I must confess to having a bit of concern about using hitches
(designed for fastening to something rigid like a bail, rail or ring) to fasten to a sling
... as opposed to using a bend
, designed to join two ropes.
(I should clarify that I consider a fisherman's bend to be a hitch, if you take my drift.
It doesn't help that what's usually called a "fisherman's knot" is
a bend - go figure !)
My first thought when Evans popped the tricky question further up about how to attach a climbing rope to an HDPE sling was something neat and compact and outrageously secure like a buntline hitch, given he didn't need to be able to untie it,
but despite being an awesome knot, it seems to me that it is ill suited to fastening to a deformable sling, because it forces that sling to a single
, small radius U shape, and doesn't spread the frictional interface at all.
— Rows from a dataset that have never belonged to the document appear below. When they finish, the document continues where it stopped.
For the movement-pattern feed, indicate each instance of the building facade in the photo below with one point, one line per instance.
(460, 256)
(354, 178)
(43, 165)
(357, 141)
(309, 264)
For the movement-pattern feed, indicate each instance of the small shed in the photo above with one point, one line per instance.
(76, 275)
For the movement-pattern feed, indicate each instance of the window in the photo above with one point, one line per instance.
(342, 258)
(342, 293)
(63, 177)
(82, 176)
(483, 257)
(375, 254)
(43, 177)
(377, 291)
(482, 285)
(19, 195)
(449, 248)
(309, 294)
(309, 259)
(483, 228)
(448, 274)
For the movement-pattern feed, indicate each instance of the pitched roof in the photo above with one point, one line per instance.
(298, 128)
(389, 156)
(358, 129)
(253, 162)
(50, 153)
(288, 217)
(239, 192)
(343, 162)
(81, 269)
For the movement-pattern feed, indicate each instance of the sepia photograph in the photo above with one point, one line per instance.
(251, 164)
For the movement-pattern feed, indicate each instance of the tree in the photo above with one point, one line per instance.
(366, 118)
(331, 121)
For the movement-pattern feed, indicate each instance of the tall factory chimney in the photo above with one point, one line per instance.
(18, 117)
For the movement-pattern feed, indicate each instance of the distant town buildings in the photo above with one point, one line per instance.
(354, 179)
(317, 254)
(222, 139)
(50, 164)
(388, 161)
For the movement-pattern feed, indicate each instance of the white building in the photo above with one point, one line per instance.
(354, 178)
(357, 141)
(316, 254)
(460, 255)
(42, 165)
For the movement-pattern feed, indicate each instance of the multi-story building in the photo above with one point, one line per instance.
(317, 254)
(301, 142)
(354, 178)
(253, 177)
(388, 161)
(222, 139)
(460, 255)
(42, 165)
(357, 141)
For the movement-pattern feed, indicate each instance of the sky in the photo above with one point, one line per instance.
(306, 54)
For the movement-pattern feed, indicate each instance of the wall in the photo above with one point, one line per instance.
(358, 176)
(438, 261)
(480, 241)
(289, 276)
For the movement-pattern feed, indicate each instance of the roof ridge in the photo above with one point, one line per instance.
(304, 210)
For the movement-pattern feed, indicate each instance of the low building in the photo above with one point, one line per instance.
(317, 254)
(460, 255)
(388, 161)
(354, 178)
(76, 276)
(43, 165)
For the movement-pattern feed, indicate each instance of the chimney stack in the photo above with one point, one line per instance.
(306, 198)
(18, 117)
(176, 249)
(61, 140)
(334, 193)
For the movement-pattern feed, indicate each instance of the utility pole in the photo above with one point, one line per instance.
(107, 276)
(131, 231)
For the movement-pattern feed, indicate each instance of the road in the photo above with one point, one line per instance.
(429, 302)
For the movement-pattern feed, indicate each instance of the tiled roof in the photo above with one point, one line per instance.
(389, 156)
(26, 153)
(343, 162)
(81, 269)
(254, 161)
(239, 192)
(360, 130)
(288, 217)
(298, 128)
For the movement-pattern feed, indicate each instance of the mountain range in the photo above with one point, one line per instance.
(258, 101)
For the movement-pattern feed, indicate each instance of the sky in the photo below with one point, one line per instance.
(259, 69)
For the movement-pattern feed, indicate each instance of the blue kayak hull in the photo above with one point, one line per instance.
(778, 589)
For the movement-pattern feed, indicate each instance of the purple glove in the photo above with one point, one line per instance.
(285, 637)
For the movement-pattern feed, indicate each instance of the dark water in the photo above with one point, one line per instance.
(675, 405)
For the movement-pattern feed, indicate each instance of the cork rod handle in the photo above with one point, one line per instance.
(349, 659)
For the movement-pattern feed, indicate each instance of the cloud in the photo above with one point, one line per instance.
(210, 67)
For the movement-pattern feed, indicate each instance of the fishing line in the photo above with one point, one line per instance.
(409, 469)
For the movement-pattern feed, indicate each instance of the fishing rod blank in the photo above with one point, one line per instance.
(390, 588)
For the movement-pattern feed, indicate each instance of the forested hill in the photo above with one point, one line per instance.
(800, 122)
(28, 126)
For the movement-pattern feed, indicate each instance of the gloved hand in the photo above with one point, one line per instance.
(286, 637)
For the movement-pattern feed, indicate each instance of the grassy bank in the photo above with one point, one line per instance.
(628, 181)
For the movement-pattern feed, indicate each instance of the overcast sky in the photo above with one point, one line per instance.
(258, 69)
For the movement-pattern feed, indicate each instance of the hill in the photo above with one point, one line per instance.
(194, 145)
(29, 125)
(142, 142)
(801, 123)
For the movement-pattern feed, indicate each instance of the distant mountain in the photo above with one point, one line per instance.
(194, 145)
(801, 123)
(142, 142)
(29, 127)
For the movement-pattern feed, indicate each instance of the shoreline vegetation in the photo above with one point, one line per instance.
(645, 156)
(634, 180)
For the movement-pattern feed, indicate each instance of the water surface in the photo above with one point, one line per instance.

A bit like a domino rope clutch
with only one domino...
The cow hitch seems better because it has twice the width of cordage inside the U-bend of the sling, but it's still a bit like a 'single domino', just wider....
Whereas the two bends which seem to lend themselves to this unusual situation (sheet bend and carrick bend) induce several reverse bends in the deformable sling, sharing the load, a bit like a domino clutch
with three or four dominoes...
I do think it's necessary to set aside the usual received wisdom and personal experiences around bends when considering adapting them to attach a rope to a sling.
Both legs of the sling are under tension, which changes the structure of the bend, as well as the stress paths. The bends were designed for one leg to be a free tail.
They may perform considerably better in the sling application, or considerably worse.